Autograd
Automatic differentiation (autograd) is the engine that makes training neural networks possible. When you call loss.backward(), PyTorch traces back through every operation that produced the loss, computing the gradient of the loss with respect to every parameter. This chapter explains how the computational graph works, how gradients are computed and accumulated, and the common patterns and pitfalls you will encounter.
Computational Graphs
PyTorch builds a dynamic computational graph during the forward pass. Each tensor operation creates a node in the graph, and edges track dependencies. The graph is then traversed in reverse (backpropagation) to compute gradients.
import torch
# Leaf tensors with requires_grad=True are the "roots" of the graph
x = torch.randn(3, requires_grad=True) # Leaf tensor: tracked by autograd
w = torch.randn(3, requires_grad=True) # Leaf tensor: model parameter
# Each operation creates a new node with a grad_fn
y = x * w # y.grad_fn = <MulBackward0>
z = y.sum() # z.grad_fn = <SumBackward0>
# The graph connects z -> y -> (x, w)
print(z.grad_fn) # <SumBackward0>
print(z.grad_fn.next_functions) # Points to MulBackward0
print(z.grad_fn.next_functions[0][0].next_functions) # Points to leaf accumulators
# Leaf tensors have no grad_fn (they are inputs, not computed)
print(x.grad_fn) # None
print(x.is_leaf) # True
print(y.is_leaf) # False
| Property | Dynamic (PyTorch) | Static (TensorFlow 1.x, JAX) |
|---|---|---|
| Graph construction | Every forward pass | Once, then reused |
| Python control flow | Fully supported (if, for, etc.) | Requires special primitives |
| Debugging | Standard Python debugger (pdb, breakpoints) | Difficult (graph is compiled) |
| Variable-length inputs | Natural (different graph each time) | Requires padding/bucketing |
| Compilation | torch.compile adds JIT compilation | Built-in |
| Overhead | Higher per-op (Python dispatch) | Lower per-op (precompiled) |
The dynamic graph is why PyTorch is easy to debug and prototype with. torch.compile bridges the gap by capturing the graph for JIT optimization while preserving the eager programming model.

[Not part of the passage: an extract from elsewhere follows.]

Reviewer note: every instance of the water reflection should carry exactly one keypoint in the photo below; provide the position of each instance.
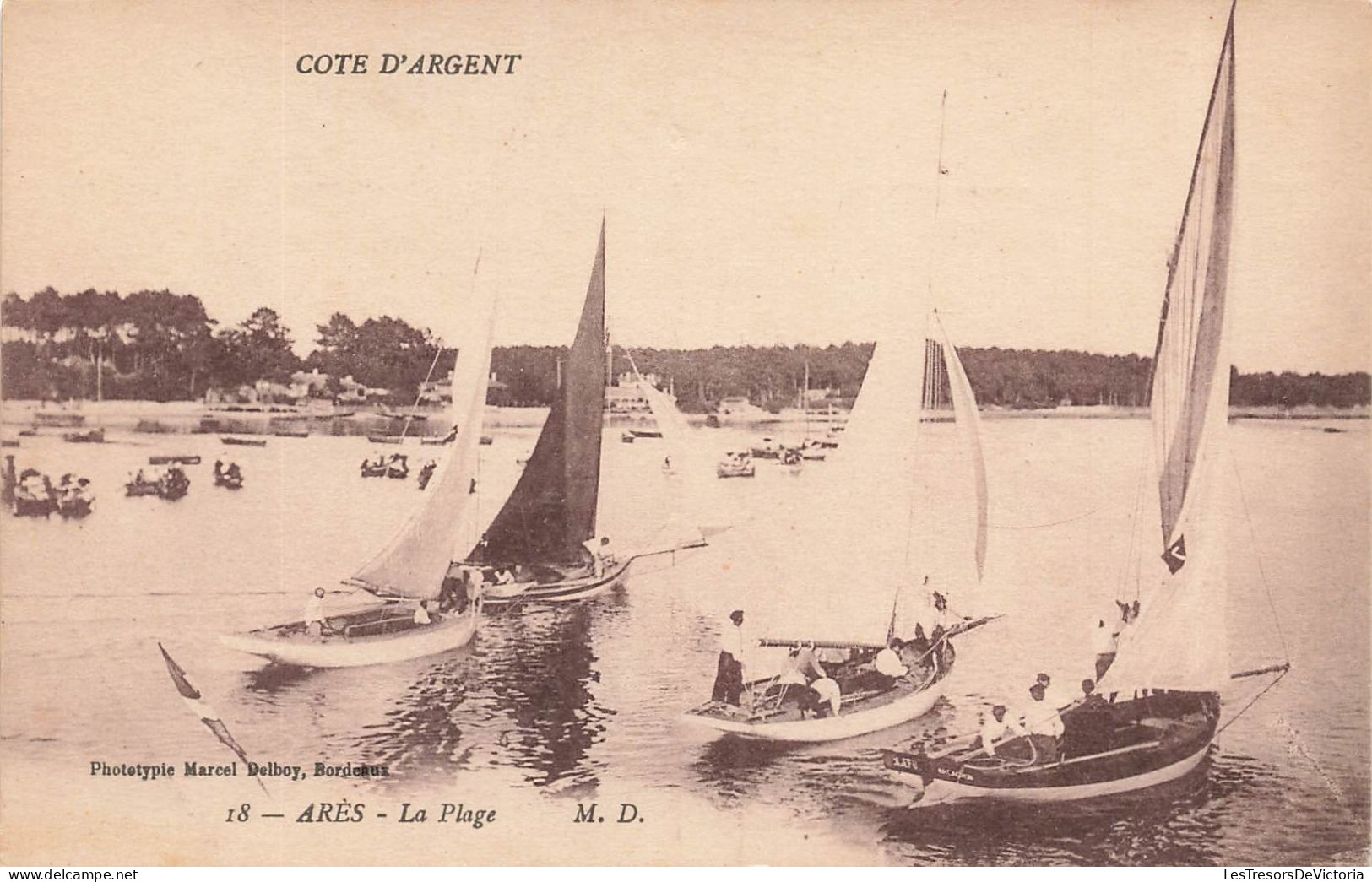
(274, 678)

backward() and Gradient Computation
Calling .backward() on a scalar tensor computes gradients for all leaf tensors with requires_grad=True:
x = torch.tensor([1.0, 2.0, 3.0], requires_grad=True)
y = (x ** 2).sum() # y = x1^2 + x2^2 + x3^2
y.backward() # Compute dy/dx using the chain rule
print(x.grad) # tensor([2., 4., 6.]) -- dy/dxi = 2*xi
# For non-scalar outputs, you must provide a gradient argument
x = torch.tensor([1.0, 2.0, 3.0], requires_grad=True)

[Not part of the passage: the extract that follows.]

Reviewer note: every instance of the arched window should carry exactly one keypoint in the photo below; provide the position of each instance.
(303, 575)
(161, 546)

y = x ** 2 # y is a vector, not a scalar
# y.backward() # ERROR: grad can be implicitly created only for scalar outputs
y.backward(torch.ones_like(y)) # Equivalent to (y * ones).sum().backward()
print(x.grad) # tensor([2., 4., 6.])
Forward: x → y = x*w → z = y.sum()
grad_fn: grad_fn:
MulBackward0 SumBackward0
Backward: dz/dx ← dz/dy * dy/dx ← dz/dz = 1
= 1 * w = w (for dz/dx)
= 1 * x = x (for dz/dw)
Each node receives the gradient from downstream (, called grad_output) and computes the gradient to pass upstream () by multiplying with the local derivative ().
Gradient Accumulation
x = torch.tensor([1.0], requires_grad=True)
y = (x ** 2).sum()
y.backward()
print(x.grad) # tensor([2.])
y = (x ** 2).sum()
y.backward()
print(x.grad) # tensor([4.]) -- ACCUMULATED! Not [2.]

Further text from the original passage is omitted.